NAME

Apache::Tidy - htmltidy as an apache filter


SYNOPSIS

  PerlModule Apache::Filter
  PerlModule Apache::Tidy
  <Location /filtered/*.html>
     SetHandler perl-script
     PerlHandler Apache::Tidy
  </Location>


ABSTRACT

  Cleans up and fixes invalid HTML on the fly.


DESCRIPTION

Wrapper for the htmltidy program (http://tidy.sourceforge.net/) using the Apache::Filter framework. Fixes HTML/XHTML validation issues on the fly.

Dave Raggett's HTML Tidy is a free command-line utility for cleaning up messy and invalid HTML or XHTML code. It will correct missing or mismatched end tags, clean up Microsoft Word generated HTML, convert pages to XHTML, and format markup for easier reading.

Apache::Tidy uses the Apache::Filter framework to allow you to automatically run tidy over web content as it is being served. This can be very useful if you have editors or CMSes that produce invalid markup.

To filter static content add the following to your httpd.conf:

  PerlModule Apache::Tidy
  <Location /directory/to/filter/>
     SetHandler perl-script
     PerlHandler Apache::Tidy
  </Location>

Apache::Tidy can also work as part of an Apache::Filter chain:

  PerlModule Apache::Filter
  PerlModule Apache::RegistryFilter
  PerlModule Apache::Tidy
  <Location /perl/*.pl>
     PerlSetVar Filter On
     SetHandler perl-script
     PerlHandler Apache::RegistryFilter Apache::Tidy
  </Location>

Apache::Tidy supports all of htmltidy's command-line options by setting TidyOptions:

  <Location /filtered/>
    SetHandler perl-script
    PerlHandler Apache::Tidy
    PerlSetVar TidyOptions '-wrap 60'
    PerlSetVar TidyOptions -clean
    PerlSetVar TidyOptions -asxhtml
  </Location>

It defaults to '-q -asxhtml' if no options are explicitly set.

You can also specify a different path to the tidy executable (necessary if you've installed it anywhere but in /usr/bin/) and the temp directory used can also be specified (defaults to /tmp):

   <Location /filtered/>
    SetHandler perl-script
    PerlHandler Apache::Tidy
    PerlSetVar TidyPath /opt/local/bin/tidy
    PerlSetVar TidyTempDir /some/other/temp/dir
   </Location>


NOTES

You must have htmltidy installed on your system. if it is installed anywhere other than in /usr/bin/, you'll have to specify the full path with

  PerlSetVar TidyPath /path/to/tidy

I've only tested Apache::Tidy on unix systems. It may run on other platforms, but you will probably have to change the path, temp directory, and options.

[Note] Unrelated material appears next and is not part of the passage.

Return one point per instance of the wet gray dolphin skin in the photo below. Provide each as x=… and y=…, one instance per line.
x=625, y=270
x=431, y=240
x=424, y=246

Since Apache::Tidy just jumps out to the shell to call the external tidy program, it probably isn't very efficient. I'd like to reimplement this someday with an XS or SWIG wrapped tidylib.


SEE ALSO

the Apache::Filter manpage, http://tidy.sourceforge.net/, the Apache::RegistryFilter manpage


AUTHOR

Anders Pearson, <anders@columbia.edu>


COPYRIGHT AND LICENSE

Copyright 2003 by Anders Pearson

This library is free software; you can redistribute it and/or modify it under the same terms as Perl itself.